I am an Ajebutter. Not by birth, or by formings, or by swag – I am simply an unapologetic Ajebutter by default. I didn’t choose to be born one. God, without seeking my opinion (because He’s God, I guess), gave me the genes of an Ajebutter and a funny Bri-Merican accent . By luck or some twisted work of fate, fortune, Karma (I might have killed ten defenseless puppies in my past life) or destiny, I have found myself in Lagos, crazy Lasgidi, and this is my story…
I know I might lose all my fans and love from the good Yoruba folks, but since I moved to Lagos, the only part of their culture I will never embrace is their cooking. Not because their favourite spice is pepper, or their most choice meal is Amala, but because I still haven't evolved to their level.
The theory of evolution is one which has been forced from the West into a stubborn religious Africa via education, but I think it's a scam in progress. Every year, they teach that topic to our teeming impressionable students, who swallow it with lots of other junk and are forced to write organised exams, but in the real world it has not worked for me.
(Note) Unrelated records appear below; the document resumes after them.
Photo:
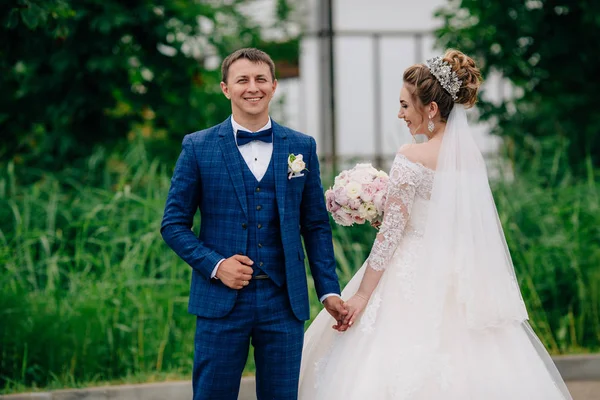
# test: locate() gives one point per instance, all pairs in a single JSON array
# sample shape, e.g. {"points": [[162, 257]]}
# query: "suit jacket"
{"points": [[208, 177]]}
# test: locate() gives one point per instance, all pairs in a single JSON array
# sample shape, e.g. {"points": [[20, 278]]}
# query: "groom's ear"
{"points": [[225, 90]]}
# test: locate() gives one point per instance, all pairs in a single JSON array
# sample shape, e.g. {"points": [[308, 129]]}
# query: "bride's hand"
{"points": [[355, 306]]}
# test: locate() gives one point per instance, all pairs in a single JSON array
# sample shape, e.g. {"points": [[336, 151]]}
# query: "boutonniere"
{"points": [[296, 166]]}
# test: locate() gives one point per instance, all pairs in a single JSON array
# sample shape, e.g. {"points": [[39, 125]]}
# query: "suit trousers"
{"points": [[262, 316]]}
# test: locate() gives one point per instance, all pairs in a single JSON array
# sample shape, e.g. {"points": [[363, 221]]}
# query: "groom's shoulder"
{"points": [[297, 136], [205, 134]]}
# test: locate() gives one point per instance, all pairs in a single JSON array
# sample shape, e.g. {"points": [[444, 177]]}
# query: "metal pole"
{"points": [[378, 134], [330, 46]]}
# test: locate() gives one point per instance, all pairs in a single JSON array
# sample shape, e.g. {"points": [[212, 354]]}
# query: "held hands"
{"points": [[355, 306], [335, 306], [235, 271], [351, 310]]}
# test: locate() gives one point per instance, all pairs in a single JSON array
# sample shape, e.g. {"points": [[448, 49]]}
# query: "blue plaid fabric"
{"points": [[208, 177], [261, 312], [211, 176], [264, 243]]}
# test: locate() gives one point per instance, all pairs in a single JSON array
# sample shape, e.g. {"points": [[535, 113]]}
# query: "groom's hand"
{"points": [[335, 306], [235, 271]]}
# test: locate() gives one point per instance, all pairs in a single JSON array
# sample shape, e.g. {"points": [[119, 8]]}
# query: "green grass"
{"points": [[89, 293]]}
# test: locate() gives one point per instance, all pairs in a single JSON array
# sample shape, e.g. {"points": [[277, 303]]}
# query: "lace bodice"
{"points": [[409, 187]]}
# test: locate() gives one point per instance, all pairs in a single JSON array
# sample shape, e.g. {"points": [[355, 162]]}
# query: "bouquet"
{"points": [[358, 195]]}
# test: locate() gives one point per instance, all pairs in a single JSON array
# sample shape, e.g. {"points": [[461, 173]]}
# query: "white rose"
{"points": [[353, 190], [367, 211], [298, 165]]}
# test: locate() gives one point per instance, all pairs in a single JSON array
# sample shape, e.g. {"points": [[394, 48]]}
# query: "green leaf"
{"points": [[13, 19], [32, 15]]}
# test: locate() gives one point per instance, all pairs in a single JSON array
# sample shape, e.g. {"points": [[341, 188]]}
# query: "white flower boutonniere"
{"points": [[296, 166]]}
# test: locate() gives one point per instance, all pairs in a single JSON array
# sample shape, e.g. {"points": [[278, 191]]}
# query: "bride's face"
{"points": [[410, 113]]}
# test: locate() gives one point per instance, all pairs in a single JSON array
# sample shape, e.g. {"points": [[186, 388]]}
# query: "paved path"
{"points": [[582, 373], [581, 390]]}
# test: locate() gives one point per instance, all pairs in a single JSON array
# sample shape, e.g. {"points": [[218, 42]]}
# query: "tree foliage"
{"points": [[548, 50], [76, 73]]}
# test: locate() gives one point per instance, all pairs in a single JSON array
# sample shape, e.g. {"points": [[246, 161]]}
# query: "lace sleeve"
{"points": [[404, 177]]}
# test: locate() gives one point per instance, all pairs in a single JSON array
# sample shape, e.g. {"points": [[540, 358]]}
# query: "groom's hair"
{"points": [[252, 54]]}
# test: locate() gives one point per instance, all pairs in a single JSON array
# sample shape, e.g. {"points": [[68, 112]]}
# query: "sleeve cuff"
{"points": [[213, 275], [322, 299]]}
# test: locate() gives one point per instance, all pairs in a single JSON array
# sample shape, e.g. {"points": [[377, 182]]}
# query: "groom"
{"points": [[248, 274]]}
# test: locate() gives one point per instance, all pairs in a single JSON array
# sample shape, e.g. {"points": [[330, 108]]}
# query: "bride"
{"points": [[435, 312]]}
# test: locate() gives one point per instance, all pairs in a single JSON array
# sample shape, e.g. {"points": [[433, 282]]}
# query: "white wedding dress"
{"points": [[398, 349]]}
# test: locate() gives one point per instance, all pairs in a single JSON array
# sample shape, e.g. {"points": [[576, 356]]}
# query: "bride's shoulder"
{"points": [[412, 152], [416, 155]]}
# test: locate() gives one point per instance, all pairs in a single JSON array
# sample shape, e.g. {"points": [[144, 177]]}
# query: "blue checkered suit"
{"points": [[208, 177]]}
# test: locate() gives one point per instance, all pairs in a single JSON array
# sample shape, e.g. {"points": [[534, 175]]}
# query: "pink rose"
{"points": [[354, 203], [340, 196], [341, 217], [379, 201], [332, 205], [358, 219], [368, 192]]}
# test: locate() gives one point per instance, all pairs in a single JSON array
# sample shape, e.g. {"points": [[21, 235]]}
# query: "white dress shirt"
{"points": [[257, 155]]}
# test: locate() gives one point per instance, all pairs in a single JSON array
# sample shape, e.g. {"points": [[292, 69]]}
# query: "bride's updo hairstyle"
{"points": [[425, 87]]}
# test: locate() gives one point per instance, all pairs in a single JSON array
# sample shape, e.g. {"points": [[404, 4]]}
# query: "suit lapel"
{"points": [[232, 162], [280, 154]]}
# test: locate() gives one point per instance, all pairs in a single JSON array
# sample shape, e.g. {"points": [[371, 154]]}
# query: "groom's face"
{"points": [[250, 87]]}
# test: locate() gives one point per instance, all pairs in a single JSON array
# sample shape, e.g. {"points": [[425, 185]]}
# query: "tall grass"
{"points": [[89, 292], [88, 289]]}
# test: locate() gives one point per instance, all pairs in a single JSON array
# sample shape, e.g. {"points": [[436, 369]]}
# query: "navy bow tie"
{"points": [[244, 137]]}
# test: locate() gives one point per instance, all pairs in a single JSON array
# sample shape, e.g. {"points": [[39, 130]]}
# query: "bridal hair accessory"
{"points": [[445, 76]]}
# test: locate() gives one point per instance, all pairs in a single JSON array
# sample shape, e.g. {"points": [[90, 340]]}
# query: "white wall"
{"points": [[358, 111]]}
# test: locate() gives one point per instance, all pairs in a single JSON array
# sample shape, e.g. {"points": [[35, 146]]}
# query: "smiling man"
{"points": [[248, 274]]}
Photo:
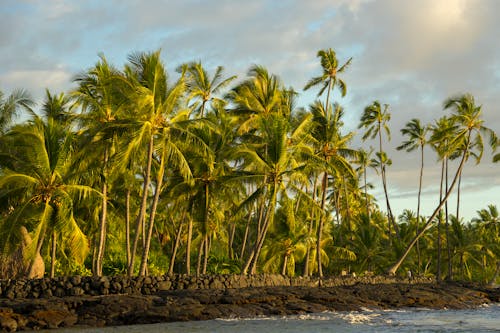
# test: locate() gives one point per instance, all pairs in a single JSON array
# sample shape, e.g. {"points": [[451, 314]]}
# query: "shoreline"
{"points": [[206, 304]]}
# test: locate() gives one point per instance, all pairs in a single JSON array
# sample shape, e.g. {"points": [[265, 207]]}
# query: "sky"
{"points": [[411, 55]]}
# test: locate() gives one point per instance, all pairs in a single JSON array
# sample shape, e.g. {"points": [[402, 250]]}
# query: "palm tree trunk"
{"points": [[494, 278], [31, 268], [367, 200], [230, 250], [207, 253], [392, 270], [152, 214], [102, 226], [419, 258], [269, 216], [324, 184], [447, 225], [285, 262], [188, 246], [176, 247], [200, 256], [127, 225], [245, 237], [142, 210], [310, 229], [53, 256]]}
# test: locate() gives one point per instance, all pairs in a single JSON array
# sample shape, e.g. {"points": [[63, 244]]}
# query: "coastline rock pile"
{"points": [[149, 285], [97, 302]]}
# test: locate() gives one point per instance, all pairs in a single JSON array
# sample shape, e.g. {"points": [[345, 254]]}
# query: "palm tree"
{"points": [[257, 97], [374, 119], [365, 161], [201, 87], [157, 110], [10, 106], [467, 116], [329, 79], [271, 169], [417, 139], [331, 153], [42, 178], [488, 221], [99, 94]]}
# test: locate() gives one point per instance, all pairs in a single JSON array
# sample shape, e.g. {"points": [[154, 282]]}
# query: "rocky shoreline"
{"points": [[185, 304]]}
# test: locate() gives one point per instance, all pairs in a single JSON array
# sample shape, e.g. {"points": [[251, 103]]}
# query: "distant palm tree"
{"points": [[467, 116], [41, 177], [11, 105], [417, 139], [328, 80], [374, 119], [201, 87], [331, 153], [271, 170], [154, 107], [99, 95]]}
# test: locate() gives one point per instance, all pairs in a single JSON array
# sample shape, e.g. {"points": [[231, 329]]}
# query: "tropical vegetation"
{"points": [[138, 172]]}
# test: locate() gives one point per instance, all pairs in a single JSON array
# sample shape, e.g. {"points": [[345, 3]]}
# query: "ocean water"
{"points": [[483, 319]]}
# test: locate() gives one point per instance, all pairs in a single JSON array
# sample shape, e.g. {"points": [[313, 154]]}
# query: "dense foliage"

I have not evolved to love Yoruba cooking. And it's not my fault. Darwin lied.
My problem with Yoruba cooking began in the month of September 2013. Prior to that time, the only other aspects of their culture that I didn't admire were Fuji music, and meat-laden Owambe parties. Fuji Music because the drums remind me of the Benin Invasion history classes, and the Owambes because they are a symbol of wanton gluttony.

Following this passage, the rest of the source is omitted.